At my age, I should be grumpier, but, even though I tell my kids to shut down their screens and play outside with friends, I love the ease with which I find out cool things while sunk in my own screens for hours on end. Do as I say (not as I do)! Today, I was reading about Fredo, Michael Corleone's slow brother in The Godfather and, more prominently, The Godfather Part II. Of course it was Chris Cuomo's viral takedown of some fellow bar patron who called him "Fredo" that steered me along to this New Yorker article, the point of which, as a Godfather enthusiast, I endorse. But how is it that I could have known so little about John Cazale, the actor who plays Fredo in these great movies?
For example, this sentence from the article: "[Cazale] died, from cancer, in 1978, at the age of forty-two, with his girlfriend, Meryl Streep, at his bedside." On the lighter side, the "forty-two" makes me wonder why The New Yorker's house style doesn't also require "in the year of our Lord one thousand nine hundred and seventy eight." And what are the odds that, before the editing process, author Michael Schulman's version of this sentence had fewer commas? Anyway, I'd forgotten, if I ever knew, that Cazale had died so young and that Meryl Streep was his girlfriend. I looked it up and she would have been 28 when he died. She married her husband, the sculptor Don Gummer, later in 1978, an eventful year in her personal life.

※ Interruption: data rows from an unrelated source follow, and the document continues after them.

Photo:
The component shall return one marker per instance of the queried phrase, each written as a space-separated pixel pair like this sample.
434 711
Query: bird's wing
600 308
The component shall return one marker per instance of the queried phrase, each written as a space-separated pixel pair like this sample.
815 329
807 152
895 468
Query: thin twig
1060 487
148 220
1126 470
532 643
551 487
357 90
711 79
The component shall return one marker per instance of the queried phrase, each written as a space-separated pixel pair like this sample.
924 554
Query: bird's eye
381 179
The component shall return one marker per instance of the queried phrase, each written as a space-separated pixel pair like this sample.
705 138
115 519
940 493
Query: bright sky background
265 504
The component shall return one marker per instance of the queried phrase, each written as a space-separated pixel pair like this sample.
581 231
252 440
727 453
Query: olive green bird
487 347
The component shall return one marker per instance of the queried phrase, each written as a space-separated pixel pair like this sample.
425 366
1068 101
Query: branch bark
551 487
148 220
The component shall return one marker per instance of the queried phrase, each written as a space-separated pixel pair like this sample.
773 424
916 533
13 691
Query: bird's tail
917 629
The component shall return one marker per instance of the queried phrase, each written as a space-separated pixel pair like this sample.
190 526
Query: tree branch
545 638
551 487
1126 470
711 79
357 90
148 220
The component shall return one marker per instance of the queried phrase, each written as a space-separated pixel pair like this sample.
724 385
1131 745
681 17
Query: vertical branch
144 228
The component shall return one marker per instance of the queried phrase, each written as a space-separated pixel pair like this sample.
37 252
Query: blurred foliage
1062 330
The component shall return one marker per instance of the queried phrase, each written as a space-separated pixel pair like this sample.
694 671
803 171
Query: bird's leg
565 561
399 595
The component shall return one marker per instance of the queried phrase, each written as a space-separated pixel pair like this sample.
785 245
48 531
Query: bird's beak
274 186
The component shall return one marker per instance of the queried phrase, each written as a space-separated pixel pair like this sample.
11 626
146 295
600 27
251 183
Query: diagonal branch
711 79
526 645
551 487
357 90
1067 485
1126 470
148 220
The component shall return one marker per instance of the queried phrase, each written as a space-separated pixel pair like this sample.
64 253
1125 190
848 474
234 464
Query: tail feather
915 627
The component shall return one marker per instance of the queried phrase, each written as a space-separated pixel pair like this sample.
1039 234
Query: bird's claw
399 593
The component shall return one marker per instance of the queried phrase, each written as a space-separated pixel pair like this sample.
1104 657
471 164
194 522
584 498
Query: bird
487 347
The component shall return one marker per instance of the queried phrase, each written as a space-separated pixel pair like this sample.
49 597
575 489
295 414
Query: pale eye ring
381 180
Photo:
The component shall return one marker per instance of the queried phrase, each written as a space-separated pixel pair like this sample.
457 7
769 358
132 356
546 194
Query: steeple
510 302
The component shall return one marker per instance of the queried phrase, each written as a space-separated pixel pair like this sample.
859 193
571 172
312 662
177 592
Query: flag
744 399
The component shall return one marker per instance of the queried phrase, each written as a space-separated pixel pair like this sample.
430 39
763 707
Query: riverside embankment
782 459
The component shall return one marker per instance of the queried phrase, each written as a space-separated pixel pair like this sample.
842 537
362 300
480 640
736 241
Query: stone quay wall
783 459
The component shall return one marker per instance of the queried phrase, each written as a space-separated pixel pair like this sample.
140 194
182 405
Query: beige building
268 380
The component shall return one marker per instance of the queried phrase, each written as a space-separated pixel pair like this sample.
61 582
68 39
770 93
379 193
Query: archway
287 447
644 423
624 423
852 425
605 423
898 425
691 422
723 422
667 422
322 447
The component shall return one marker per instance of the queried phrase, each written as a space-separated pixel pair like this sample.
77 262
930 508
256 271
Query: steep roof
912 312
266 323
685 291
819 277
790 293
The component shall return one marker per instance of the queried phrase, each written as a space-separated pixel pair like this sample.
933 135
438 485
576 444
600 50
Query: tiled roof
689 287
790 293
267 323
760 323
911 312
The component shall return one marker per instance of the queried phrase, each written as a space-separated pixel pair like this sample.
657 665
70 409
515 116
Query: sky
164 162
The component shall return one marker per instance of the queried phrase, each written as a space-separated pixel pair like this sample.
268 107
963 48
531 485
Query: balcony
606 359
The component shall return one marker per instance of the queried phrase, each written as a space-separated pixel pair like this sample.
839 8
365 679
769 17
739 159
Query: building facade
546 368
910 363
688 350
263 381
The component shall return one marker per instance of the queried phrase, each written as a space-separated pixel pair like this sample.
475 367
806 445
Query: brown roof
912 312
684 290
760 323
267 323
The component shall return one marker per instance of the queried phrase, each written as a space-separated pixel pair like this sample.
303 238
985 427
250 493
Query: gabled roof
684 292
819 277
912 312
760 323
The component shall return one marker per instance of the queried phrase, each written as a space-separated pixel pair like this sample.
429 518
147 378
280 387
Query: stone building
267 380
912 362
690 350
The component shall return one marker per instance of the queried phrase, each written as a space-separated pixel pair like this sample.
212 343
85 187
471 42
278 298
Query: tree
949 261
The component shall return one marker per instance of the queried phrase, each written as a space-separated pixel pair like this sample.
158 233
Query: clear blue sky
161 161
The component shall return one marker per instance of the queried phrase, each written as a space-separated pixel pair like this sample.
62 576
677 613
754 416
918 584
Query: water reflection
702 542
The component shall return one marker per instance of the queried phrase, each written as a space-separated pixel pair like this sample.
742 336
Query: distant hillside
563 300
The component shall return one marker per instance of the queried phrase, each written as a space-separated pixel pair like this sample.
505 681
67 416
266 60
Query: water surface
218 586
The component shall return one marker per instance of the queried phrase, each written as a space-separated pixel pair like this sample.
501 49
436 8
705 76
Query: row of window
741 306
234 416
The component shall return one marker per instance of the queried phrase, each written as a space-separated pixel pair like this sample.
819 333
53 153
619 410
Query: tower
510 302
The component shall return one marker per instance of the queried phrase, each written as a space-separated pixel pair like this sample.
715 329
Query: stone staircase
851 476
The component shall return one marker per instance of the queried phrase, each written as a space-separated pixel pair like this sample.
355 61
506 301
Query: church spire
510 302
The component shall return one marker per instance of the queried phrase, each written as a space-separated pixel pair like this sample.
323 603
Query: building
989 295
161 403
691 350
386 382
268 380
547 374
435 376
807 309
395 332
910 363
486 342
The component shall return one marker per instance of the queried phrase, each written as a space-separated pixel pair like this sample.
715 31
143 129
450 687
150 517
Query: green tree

Here's another factoid: Cazale only acted in five films, and every one of them—The Godfather, The Conversation, The Godfather Part II, Dog Day Afternoon, and The Deer Hunter—was nominated for the Best Picture Oscar. (The Deer Hunter and the two Godfather films all won.) Cazale himself was never nominated. Since I think his performance in the second Godfather picture is sublime, I looked up the nominees for that year (1975). In the best supporting actor category, three of the nominees were from Godfather II—Michael Gazzo, Lee Strasberg, and the winner, Robert DeNiro. Can't really nitpick that overmuch but, honestly, I think Cazale's performance was on the same level. In Dog Day Afternoon, his character, bank robber Sal Naturale, is similarly vulnerable, sad, and poignantly witless. When asked by his accomplice, played by Al Pacino, what country he'd like to escape to, Cazale's Sal replies, in a whisper, "Wyoming." According to Schulman, this wasn't in the script: it was a perfect ad lib.